Its efficiency as a telescope
depends entirely on the accuracy with which the requisite form has
been imparted to the mirror. The surface has to be hollowed out a
little, and this has to be done so truly that the slightest deviation
from good workmanship in this essential particular would be fatal to
efficient performance of the telescope.
[PLATE: WILLIAM HERSCHEL.]
The mirror that Herschel employed was composed of a mixture of two
parts of copper to one of tin; the alloy thus obtained is an
intensely hard material, very difficult to cast into the proper
shape, and very difficult to work afterwards. It possesses, however,
when polished, a lustre hardly inferior to that of silver itself.
Herschel has recorded hardly any particulars as to the actual process
by which he cast and figured his reflectors. We are however, told
that in later years, after his telescopes had become famous, he made
a considerable sum of money by the manufacture and sale of great
instruments.

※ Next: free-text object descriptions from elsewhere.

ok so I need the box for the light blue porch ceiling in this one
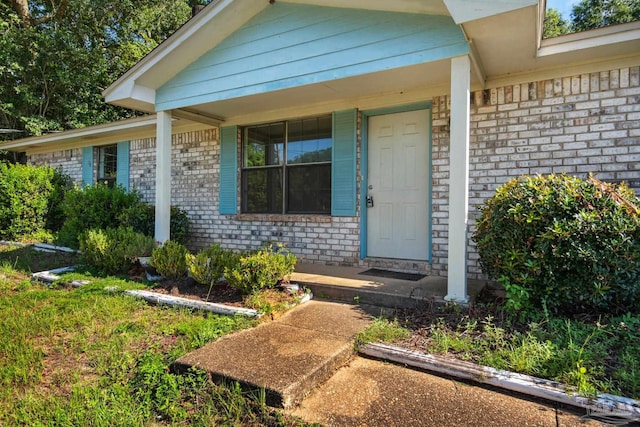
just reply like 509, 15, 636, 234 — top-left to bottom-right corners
156, 3, 469, 112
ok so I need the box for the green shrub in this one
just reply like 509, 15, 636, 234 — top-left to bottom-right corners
151, 241, 189, 280
79, 226, 155, 274
45, 167, 74, 233
186, 244, 236, 286
119, 204, 190, 244
224, 245, 297, 295
0, 162, 54, 240
473, 174, 640, 316
58, 184, 143, 249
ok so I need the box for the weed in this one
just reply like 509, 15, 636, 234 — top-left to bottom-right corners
354, 318, 411, 350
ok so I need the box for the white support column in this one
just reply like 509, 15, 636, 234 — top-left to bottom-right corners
446, 55, 471, 303
155, 110, 172, 245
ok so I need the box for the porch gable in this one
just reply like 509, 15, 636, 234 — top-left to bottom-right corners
156, 3, 469, 112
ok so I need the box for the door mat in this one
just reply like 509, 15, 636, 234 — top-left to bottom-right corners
359, 268, 426, 282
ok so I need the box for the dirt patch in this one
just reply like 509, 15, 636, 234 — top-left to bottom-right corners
150, 279, 246, 306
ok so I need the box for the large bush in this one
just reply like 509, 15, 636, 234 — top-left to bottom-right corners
79, 226, 155, 275
0, 162, 57, 240
473, 174, 640, 316
57, 184, 142, 248
119, 204, 190, 244
58, 184, 191, 248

Perhaps this may be the reason why he never found it
expedient to publish any very explicit details as to the means by
which his remarkable successes were obtained.
[PLATE: CAROLINE HERSCHEL.]
Since Herschel's time many other astronomers, notably the late Earl
of Rosse, have experimented in the same direction, and succeeded in
making telescopes certainly far greater, and probably more perfect,
than any which Herschel appears to have constructed.